Been playing around Spark Structured Streaming and mapGroupsWithState
(specifically following the StructuredSessionization example in the Spark source). I want to confirm some limitations I believe exist with mapGroupsWithState
given my use case.
A session for my purposes is a group of uninterrupted activity for a user such that no two chronologically ordered (by event time, not processing time) events are separated by more than some developer-defined duration (30 minutes is common).
An example will help before jumping into code:
{"event_time": "2018-01-01T00:00:00", "user_id": "mike"}
{"event_time": "2018-01-01T00:01:00", "user_id": "mike"}
{"event_time": "2018-01-01T00:05:00", "user_id": "mike"}
{"event_time": "2018-01-01T00:45:00", "user_id": "mike"}
For the stream above, a session is defined with a 30 minute period of inactivity. In a streaming context, we should end up with one session (the second has yet to complete):
[
{
"user_id": "mike",
"startTimestamp": "2018-01-01T00:00:00",
"endTimestamp": "2018-01-01T00:05:00"
}
]
Now consider the following Spark driver program:
import java.sql.Timestamp
import org.apache.spark.sql.{Row, SparkSession}
import org.apache.spark.sql.execution.streaming.MemoryStream
import org.apache.spark.sql.types.StructType
import org.apache.spark.sql.functions._
import org.apache.spark.sql.streaming.{GroupState, GroupStateTimeout}
object StructuredSessionizationV2 {
def main(args: Array[String]): Unit = {
val spark = SparkSession
.builder
.master("local[2]")
.appName("StructredSessionizationRedux")
.getOrCreate()
spark.sparkContext.setLogLevel("WARN")
import spark.implicits._
implicit val ctx = spark.sqlContext
val input = MemoryStream[String]
val EVENT_SCHEMA = new StructType()
.add($"event_time".string)
.add($"user_id".string)
val events = input.toDS()
.select(from_json($"value", EVENT_SCHEMA).alias("json"))
.select($"json.*")
.withColumn("event_time", to_timestamp($"event_time"))
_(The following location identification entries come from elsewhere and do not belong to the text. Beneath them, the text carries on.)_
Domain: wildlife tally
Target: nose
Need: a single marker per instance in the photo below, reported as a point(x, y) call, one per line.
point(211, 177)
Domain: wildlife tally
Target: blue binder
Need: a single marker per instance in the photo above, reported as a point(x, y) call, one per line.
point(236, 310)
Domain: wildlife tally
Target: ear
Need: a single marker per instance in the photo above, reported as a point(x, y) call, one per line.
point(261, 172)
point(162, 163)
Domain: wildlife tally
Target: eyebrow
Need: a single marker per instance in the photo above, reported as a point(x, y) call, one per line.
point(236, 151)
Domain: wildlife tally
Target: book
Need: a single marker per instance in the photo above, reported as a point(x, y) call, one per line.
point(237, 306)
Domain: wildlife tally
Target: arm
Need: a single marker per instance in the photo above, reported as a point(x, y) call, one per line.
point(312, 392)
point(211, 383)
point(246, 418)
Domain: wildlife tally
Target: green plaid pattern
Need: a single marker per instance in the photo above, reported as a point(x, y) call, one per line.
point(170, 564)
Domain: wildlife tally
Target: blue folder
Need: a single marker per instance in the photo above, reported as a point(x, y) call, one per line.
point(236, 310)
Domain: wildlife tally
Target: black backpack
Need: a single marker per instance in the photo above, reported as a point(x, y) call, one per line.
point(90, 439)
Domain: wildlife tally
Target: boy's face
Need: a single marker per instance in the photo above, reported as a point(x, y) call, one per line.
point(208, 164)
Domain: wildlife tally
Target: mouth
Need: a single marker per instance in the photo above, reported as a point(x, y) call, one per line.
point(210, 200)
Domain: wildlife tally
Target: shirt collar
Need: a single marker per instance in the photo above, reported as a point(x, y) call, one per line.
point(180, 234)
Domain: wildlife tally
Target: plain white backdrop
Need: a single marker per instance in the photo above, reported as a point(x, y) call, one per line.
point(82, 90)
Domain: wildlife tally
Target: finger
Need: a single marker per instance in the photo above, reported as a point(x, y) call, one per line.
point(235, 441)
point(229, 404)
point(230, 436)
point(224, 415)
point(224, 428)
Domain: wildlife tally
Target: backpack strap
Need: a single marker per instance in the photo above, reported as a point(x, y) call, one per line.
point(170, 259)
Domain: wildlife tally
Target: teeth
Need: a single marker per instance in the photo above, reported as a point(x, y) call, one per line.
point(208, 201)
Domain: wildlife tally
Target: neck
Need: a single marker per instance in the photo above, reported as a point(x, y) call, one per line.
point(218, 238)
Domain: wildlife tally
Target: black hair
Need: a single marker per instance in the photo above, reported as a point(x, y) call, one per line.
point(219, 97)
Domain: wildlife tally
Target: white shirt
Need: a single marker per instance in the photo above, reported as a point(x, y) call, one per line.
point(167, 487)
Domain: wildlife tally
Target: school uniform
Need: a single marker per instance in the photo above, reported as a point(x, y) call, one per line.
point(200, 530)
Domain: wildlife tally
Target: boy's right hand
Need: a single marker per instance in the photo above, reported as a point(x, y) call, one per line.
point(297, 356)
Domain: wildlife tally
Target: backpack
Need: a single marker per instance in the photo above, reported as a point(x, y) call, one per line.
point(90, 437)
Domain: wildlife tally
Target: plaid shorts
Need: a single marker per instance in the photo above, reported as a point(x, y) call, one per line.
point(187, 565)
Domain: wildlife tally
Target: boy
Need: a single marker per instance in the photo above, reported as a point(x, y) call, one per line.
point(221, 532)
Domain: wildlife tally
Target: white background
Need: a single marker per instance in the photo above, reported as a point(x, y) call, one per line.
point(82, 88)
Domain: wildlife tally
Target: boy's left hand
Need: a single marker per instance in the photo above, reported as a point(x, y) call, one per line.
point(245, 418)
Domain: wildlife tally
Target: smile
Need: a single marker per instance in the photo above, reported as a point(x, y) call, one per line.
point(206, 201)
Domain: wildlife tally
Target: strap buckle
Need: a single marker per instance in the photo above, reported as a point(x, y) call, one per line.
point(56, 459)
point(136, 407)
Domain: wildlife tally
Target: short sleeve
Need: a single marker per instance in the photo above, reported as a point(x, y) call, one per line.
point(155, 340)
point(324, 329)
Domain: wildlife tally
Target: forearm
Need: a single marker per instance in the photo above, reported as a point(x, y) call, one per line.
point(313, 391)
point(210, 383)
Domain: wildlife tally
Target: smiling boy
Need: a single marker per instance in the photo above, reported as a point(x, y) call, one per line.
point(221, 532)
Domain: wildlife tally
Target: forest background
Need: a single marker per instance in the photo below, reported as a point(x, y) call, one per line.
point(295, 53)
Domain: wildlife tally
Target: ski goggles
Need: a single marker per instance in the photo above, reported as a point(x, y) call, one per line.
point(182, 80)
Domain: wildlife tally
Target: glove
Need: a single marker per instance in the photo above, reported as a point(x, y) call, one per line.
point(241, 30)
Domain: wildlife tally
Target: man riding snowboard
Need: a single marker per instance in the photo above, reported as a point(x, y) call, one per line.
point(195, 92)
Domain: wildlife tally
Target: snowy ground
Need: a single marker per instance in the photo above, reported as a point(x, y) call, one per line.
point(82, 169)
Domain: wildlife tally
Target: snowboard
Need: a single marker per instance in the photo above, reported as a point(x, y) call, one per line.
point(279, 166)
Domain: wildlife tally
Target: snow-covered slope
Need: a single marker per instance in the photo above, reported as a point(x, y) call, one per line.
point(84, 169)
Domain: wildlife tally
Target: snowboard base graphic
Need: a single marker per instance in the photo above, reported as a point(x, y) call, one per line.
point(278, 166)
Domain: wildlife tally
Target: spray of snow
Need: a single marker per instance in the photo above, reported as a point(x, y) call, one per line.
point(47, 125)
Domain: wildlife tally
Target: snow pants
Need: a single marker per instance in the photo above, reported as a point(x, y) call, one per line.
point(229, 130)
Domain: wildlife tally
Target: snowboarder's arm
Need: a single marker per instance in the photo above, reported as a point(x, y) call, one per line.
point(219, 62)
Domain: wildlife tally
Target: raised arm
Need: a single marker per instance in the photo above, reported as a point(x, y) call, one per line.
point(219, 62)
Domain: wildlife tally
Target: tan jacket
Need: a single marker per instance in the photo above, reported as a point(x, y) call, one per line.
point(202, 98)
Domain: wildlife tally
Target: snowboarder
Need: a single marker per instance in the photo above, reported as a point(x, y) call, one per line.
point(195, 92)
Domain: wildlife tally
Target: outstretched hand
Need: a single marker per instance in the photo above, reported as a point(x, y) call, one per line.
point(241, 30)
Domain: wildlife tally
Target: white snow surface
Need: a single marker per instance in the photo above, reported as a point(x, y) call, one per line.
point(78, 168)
.withWatermark("event_time", "1 hours")
events.printSchema()
val sessionized = events
.groupByKey(row => row.getAs[String]("user_id"))
.mapGroupsWithState[SessionState, SessionOutput](GroupStateTimeout.EventTimeTimeout) {
case (userId: String, events: Iterator[Row], state: GroupState[SessionState]) =>
println(s"state update for user ${userId} (current watermark: ${new Timestamp(state.getCurrentWatermarkMs())})")
if (state.hasTimedOut) {
println(s"User ${userId} has timed out, sending final output.")
val finalOutput = SessionOutput(
userId = userId,
startTimestampMs = state.get.startTimestampMs,
endTimestampMs = state.get.endTimestampMs,
durationMs = state.get.durationMs,
expired = true
)
// Drop this user's state
state.remove()
finalOutput
} else {
val timestamps = events.map(_.getAs[Timestamp]("event_time").getTime).toSeq
println(s"User ${userId} has new events (min: ${new Timestamp(timestamps.min)}, max: ${new Timestamp(timestamps.max)}).")
val newState = if (state.exists) {
println(s"User ${userId} has existing state.")
val oldState = state.get
SessionState(
startTimestampMs = math.min(oldState.startTimestampMs, timestamps.min),
endTimestampMs = math.max(oldState.endTimestampMs, timestamps.max)
)
} else {
println(s"User ${userId} has no existing state.")
SessionState(
startTimestampMs = timestamps.min,
endTimestampMs = timestamps.max
)
}
state.update(newState)
state.setTimeoutTimestamp(newState.endTimestampMs, "30 minutes")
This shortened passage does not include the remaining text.